Regex problem

Sometimes Xojo makes my head really hurt. I’ve got this old regex from Joe Strout to split strings with a regex:

[code]Protected Function SplitByRegEx(source As String, delimPattern As String) As String()

Dim out(-1) As String
Dim startPos As Integer
Dim re As New RegEx
re.SearchPattern = delimPattern
Dim rm As RegExMatch = re.Search(source)
while rm <> nil
out.Append MidB(source, startPos + 1, rm.SubExpressionStartB(0) - startPos)
startPos = re.SearchStartPosition
rm = re.Search
wend
if startPos < source.LenB then out.Append MidB(source, startPos + 1)
return out
End Function[/code]

Yesterday I saw this code failing for one single case. Since I’m using the code to split mails into it’s parts the delimPattern string HAS to be there. Now the odd thing: after making an example in Xojo 2013r2 the code works. When I exchange the code to use MBS everything also works:

[code]Protected Function SplitByRegEx(source As String, delimPattern As String) As String()

Dim out(-1) As String
Dim re As New RegExMBS
if re.Compile(delimPattern) then
dim start as integer = 0
while re.Execute(source, start) > 0 and start < lenb(source)

dim p as integer = re.Offset(0)
out.Append midb(source, start + 1, p - start)
start = re.Offset(1)
wend
end if

return out
End Function[/code]

Delimpatterns are usually quite simple like: ------------070105050805040109060307|------------070105050805040109060307–
The source in my test case is

[quote]This is a multi-part message in MIME format.
--------------070105050805040109060307
Content-Type: multipart/alternative;
boundary="------------040103000006050701000807"

--------------040103000006050701000807
Content-Type: text/plain; charset=ISO-8859-1; format=flowed
Content-Transfer-Encoding: 8bit

Guten Tag[/quote]

Do I have a senior moment? Does anyone see what is wrong with my code?

Offhand, no (although getting lenb(source) on every pass is unnecessary and probably inefficient). I think we’d have to see the pattern and source text of the failed case to determine the cause of the failure.
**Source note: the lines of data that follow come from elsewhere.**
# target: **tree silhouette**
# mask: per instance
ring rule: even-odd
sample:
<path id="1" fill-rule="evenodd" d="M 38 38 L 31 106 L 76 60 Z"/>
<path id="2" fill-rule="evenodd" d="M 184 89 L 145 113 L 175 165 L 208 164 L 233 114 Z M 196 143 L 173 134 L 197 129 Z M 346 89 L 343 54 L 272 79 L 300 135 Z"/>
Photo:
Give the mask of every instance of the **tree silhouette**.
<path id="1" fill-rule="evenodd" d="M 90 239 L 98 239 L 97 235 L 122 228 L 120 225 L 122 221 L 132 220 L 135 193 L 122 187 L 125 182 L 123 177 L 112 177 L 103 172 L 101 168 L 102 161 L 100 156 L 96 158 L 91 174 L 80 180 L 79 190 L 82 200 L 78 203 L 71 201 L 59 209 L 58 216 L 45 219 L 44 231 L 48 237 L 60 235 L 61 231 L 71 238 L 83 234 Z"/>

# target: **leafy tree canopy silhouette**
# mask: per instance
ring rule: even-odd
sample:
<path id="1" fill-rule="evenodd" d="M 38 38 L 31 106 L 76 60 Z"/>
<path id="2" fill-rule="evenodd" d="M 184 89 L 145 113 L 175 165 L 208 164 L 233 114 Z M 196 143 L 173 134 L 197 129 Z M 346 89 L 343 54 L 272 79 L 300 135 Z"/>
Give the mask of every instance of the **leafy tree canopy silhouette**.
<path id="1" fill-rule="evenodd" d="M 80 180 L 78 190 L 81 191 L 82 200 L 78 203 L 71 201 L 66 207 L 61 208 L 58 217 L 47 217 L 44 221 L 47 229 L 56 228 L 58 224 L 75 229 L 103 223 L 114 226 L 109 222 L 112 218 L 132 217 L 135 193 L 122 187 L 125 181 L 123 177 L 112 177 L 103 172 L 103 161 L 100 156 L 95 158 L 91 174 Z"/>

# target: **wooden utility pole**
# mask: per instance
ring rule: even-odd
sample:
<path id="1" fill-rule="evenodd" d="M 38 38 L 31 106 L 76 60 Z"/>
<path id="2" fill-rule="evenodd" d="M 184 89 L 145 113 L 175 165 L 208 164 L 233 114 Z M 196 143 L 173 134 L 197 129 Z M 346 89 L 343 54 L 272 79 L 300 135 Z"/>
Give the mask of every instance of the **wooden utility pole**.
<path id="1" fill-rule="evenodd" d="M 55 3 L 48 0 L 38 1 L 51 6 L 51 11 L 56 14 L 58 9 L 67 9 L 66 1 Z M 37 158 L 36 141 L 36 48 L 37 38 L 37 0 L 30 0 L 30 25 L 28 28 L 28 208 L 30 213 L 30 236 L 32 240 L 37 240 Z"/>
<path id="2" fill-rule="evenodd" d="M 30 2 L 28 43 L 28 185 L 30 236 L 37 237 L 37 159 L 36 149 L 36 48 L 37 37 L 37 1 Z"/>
BTW, I have a SplitByRegEx in my M_String module too. Here is the code, if it helps:

Function SplitByRegEx_MTC(Extends src As String, pattern As String, includeMatch As Boolean = true) As String()
  // Splits a string using a regular expression.
  // Returns an empty array of there is a problem with the pattern
  
  dim r() as string
  
  if pattern = "" or src = "" then
    r = src.Split( "" )
  else
    dim needsConversion as boolean
    dim enc as TextEncoding = src.Encoding
    if enc <> Encodings.UTF8  then
      needsConversion = true
      src = src.ConvertEncoding( Encodings.UTF8 )
    end if
    
    pattern = pattern.ConvertEncoding( src.Encoding )
    
    dim curPos as integer = 0
    dim prevPos as integer = 1
    dim wasError as boolean
    
    // As of Real Studio 2012r2.1, the MBS RegEx is so much faster, it's not funny
    #if kUseMBSPlugins 
      
      static rxMBS as RegExMBS = newRegExMBS
      
      if rxMBS.Compile( pattern ) and rxMBS.Study() then
        dim offsetCount as integer = rxMBS.Execute( src, 0 )
        while offsetCount <> 0
          if includeMatch then
            curPos = rxMBS.Offset( 1 )
          else
            curPos = rxMBS.Offset( 0 )
          end if
          dim thisSeg as string = SegB( src, prevPos, curPos )
          if needsConversion then
            thisSeg = thisSeg.ConvertEncoding( enc )
          end if
          r.Append thisSeg
          
          prevPos = rxMBS.Offset( 1 ) + 1
          offsetCount = rxMBS.Execute( prevPos - 1 )
        wend
      else
        wasError = true
      end if
      
    #else
      
      static rx as RegEx
      if rx is nil then
        rx = new RegEx
        rx.Options.CaseSensitive = false
        rx.Options.DotMatchAll = false
        rx.Options.MatchEmpty = true
        rx.Options.Greedy = true
        rx.Options.TreatTargetAsOneLine = false
        rx.Options.LineEndType = 0
      end if
      rx.SearchPattern = pattern
      
      dim lastPos as integer
      try
        dim match as RegExMatch = rx.Search( src )
        while match <> nil
          curPos = match.SubExpressionStartB( 0 )
          lastPos = curPos + match.SubExpressionString( 0 ).LenB
          if includeMatch then
            curPos = lastPos
          end if
          dim thisSeg as string = SegB( src, prevPos, curPos )
          if needsConversion then
            thisSeg = thisSeg.ConvertEncoding( enc )
          end if
          r.Append thisSeg
          prevPos = lastPos + 1 
          match = rx.Search
        wend
      catch
        wasError = true
      end try
      
    #endif
    
    if not wasError then
      src = src.MidB( prevPos )
      if needsConversion then
        src = src.ConvertEncoding( enc )
      end if
      r.Append src
    end if
    
  end if 
  
  return r
  
End Function

Hi Kem,

thanks for your code. I’ll have a look tomorrow. Examples for pattern and the start of the source text are at the bottom of my text.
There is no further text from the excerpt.